Eu quero muito ensinar isso às minhas meninas. Que elas podem e devem defender seu direito a ser o que são. Que elas são lindas, e serão amadas sem precisarem de molde para isso. Que a beleza do ser humano está na sua singularidade, e no fato de que, do lado de dentro, não há um único ser que se repita.
E que beleza não tem nada a ver com perfeição. Beleza é outra coisa, mais além. E quando ela falta, não tem bisturi nem salão de beleza que dê jeito.
Imagem: http://www.eb2-miranda-douro.rcts.pt
5 comentários:
ARRRASOU! O nosso corpo, do lado de fora é muito do que temos do aldo de dentro. Os tímidos costumam ter os ombros fechados, as bundudas, lordose. Há queira mudar de dentro para fora e isso para mim é deformação. é caber numa forma que é ditada. Falar com nossos filhos sobre a beleza, não adianta. É preciso sentir dentro, aprender a reconhecer o belo em si, nos outros, em toda parte. E isso é algo que não se fala, se inspira. Essa inspiração não se ensina, um dia a pessoa acorda, ou não.
Excelente texto, Re!
Também quero ensinar pra Lelê que o nosso corpo é passageiro. Devemos cuidar bem dele, com certeza, mas que o que vale mesmo é o nosso interior. É o que temos no coração que vamos levar dessa vida, e não as cirurgias plásticas que tornam o corpo "perfeito".
Sabe, muita gente me diz pra eu colocar silicone e tal. E eu respondo "pra quê? É uma cirurgia, envolve riscos, dói... só pra ter seios maiores? Não, obrigada, estou contente com o corpo que tenho, aquele que me foi presenteado". E quero sim transmitir isso pra Lê e pros outros filhos que vierem.
O mundo hoje está deturpado... e temos que ensinar nossos filhos o que realmente importa na vida.
Beijos!
Nossa, Tata, q missão! Sou mulher, mas não sou muito vaidosa, sou básica e me sinto muito bem comigo mesma. Tenho um filho e estou grávida de 7 meses e teu texto descreve exatamente meu susto quando soube que nossa surpresinha era menina. Interessante que estas cobranças são bem menores em relação ao sexo masculino; até existe, mas não com tanta exposição. Espero que a gente consiga inspirar nossas meninas com muita paz e sabedoria pro que realmente é belo nesta vida.
Daniela
É CLARO que temos que falar disso com os meninos tbém, mas eu acredito que com as meninas seja mais importante, visto que somos nós quem recebemos mais cobranças internas e externas. É nossa responsabilidade de mulheres e mãe evitar que as crianças sigam essa alienação doida. Afinal: a sua beleza é bem maior do que qualquer beleza de qualquer salão
;-)
kalu, tá certíssima, um exemplo vale mais do que mil palavras, né não?

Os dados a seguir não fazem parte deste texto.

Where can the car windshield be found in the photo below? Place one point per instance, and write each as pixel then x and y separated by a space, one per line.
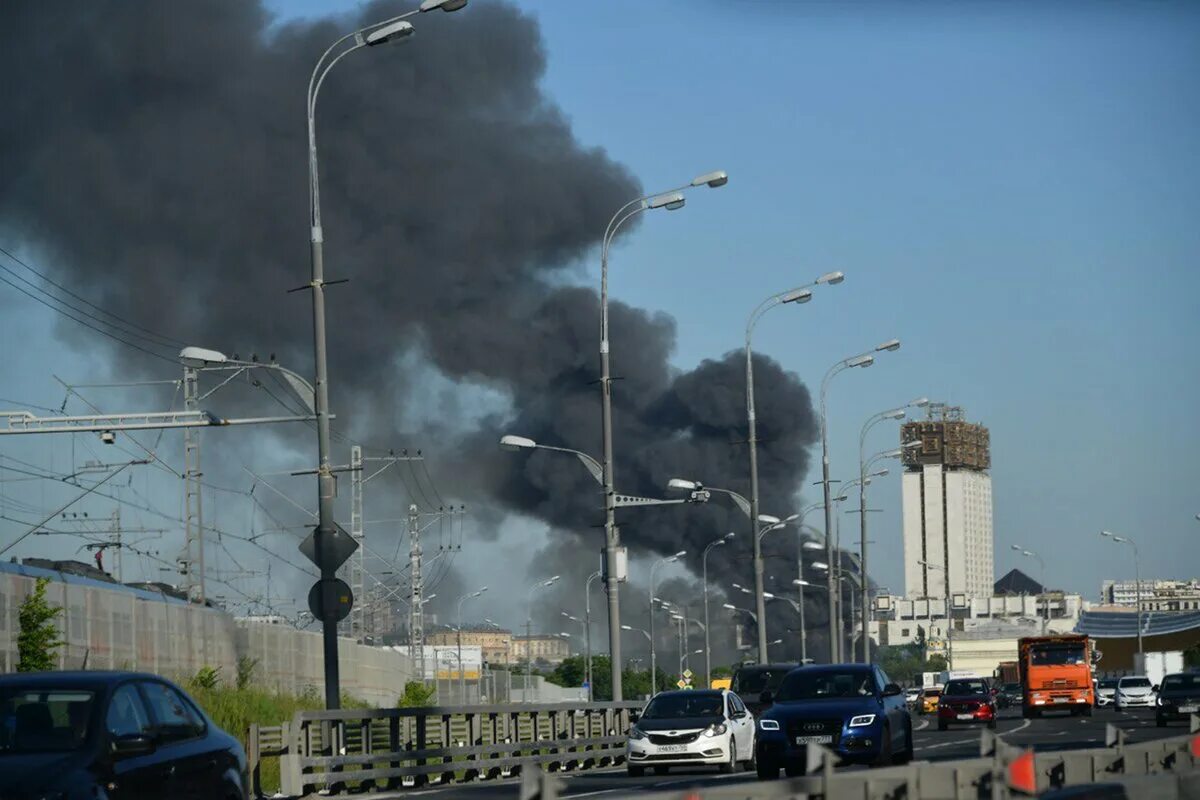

fulvia, é isso mesmo, em um mundo com tantos valores tortos nossa responsabilidade de fazer com q nossos filhos vejam de forma diferente é imensa... tarefa importantíssima!!
D*, tenho certeza q vc com a tua menininha trilhará um belo caminho para que ela cresça gostando de si e sabendo que não precisa se moldar nem ser igual a ninguém...
mari, com certeza as cobranças são mais cruéis com as mulheres. mas é importante também a gente ensinar nossos molequinhos a enxergar a mulher como algo mais que um corpo sarado... taí uma responsabilidade imensa das mães de meninos!!